Virginia rejects bill to make schools warn parents of 'explicit' books
Source: The Guardian
Virginia rejects bill to make schools warn parents of 'explicit' books
States board of education throws out controversial legislation that
would have required warnings to be issued of sexual content in texts
such as Romeo and Juliet
Danuta Kean
Monday 30 January 2017 15.48 GMT
An attempt to give parents a veto over the teaching of books deemed to contain sexually explicit content has been thrown out by Virginia state education authorities, marking the end of a controversial bill that would have enabled parents to ban children from studying classics such as Toni Morrisons Beloved, The Diary of Anne Frank and Romeo and Juliet if they deemed their content sexual.
Members of the Virginia board of education rejected the proposal, saying defining sexually explicit content was not a matter for the board.
We are addressing this by saying we are not going to address the sexually explicit issue in the classroom and we are going to rely on local policy to deal with those issues, board member Daniel Gecker told the Richmond Times.

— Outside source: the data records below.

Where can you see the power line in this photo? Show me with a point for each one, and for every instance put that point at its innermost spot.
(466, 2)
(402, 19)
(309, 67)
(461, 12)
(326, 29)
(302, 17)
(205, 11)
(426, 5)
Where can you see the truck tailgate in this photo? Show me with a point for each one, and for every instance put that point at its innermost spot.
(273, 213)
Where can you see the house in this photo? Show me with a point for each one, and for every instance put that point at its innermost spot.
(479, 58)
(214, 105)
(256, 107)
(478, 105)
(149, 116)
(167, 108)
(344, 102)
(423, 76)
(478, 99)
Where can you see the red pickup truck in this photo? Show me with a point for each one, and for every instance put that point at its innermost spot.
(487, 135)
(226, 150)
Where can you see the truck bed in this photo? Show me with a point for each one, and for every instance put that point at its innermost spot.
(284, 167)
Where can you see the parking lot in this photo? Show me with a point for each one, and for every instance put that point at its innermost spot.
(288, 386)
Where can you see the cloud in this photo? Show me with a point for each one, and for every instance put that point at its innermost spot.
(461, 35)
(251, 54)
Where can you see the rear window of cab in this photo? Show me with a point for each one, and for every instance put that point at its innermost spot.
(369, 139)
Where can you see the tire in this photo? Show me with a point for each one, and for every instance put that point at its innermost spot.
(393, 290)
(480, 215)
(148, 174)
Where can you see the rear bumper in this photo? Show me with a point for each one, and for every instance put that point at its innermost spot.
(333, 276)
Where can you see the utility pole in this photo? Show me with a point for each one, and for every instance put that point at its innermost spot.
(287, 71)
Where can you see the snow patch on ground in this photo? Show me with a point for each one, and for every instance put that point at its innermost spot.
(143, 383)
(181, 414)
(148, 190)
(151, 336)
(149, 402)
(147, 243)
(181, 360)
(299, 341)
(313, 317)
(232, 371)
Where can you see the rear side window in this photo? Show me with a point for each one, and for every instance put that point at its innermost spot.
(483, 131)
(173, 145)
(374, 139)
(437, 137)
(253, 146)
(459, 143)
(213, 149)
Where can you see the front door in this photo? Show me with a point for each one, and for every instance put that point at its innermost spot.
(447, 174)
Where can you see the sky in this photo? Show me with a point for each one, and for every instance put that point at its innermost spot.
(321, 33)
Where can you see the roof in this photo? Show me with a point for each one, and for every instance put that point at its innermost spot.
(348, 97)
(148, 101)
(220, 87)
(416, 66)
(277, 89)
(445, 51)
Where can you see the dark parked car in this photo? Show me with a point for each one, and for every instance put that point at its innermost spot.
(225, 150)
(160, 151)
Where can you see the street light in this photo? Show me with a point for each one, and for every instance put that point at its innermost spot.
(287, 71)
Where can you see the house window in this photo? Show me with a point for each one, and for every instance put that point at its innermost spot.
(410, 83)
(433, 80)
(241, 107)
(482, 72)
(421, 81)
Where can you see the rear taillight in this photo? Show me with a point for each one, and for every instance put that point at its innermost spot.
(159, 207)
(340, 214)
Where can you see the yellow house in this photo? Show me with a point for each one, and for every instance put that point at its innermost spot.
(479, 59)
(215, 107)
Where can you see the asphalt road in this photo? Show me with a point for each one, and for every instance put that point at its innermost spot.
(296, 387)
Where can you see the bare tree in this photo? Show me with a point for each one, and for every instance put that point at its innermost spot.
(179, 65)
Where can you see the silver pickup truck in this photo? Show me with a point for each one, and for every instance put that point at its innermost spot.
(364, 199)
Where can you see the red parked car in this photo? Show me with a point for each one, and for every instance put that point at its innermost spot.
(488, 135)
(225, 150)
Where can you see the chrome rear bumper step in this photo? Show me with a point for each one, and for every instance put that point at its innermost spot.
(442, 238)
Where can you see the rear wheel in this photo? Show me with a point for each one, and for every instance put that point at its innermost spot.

The board said that while it acknowledged parents had a right to know what children were taught, titles content would not be flagged to them.
The decision marked the end of a three-year campaign by parent Laura Murphy, who complained that her son had been assigned Morrisons Beloved to read in class. Attempts to get a bill through the state senate were stopped last April by governor Terry McAuliffe. Critics of the proposal said content warnings would reduce great works of literature to little more than their so-called salacious content.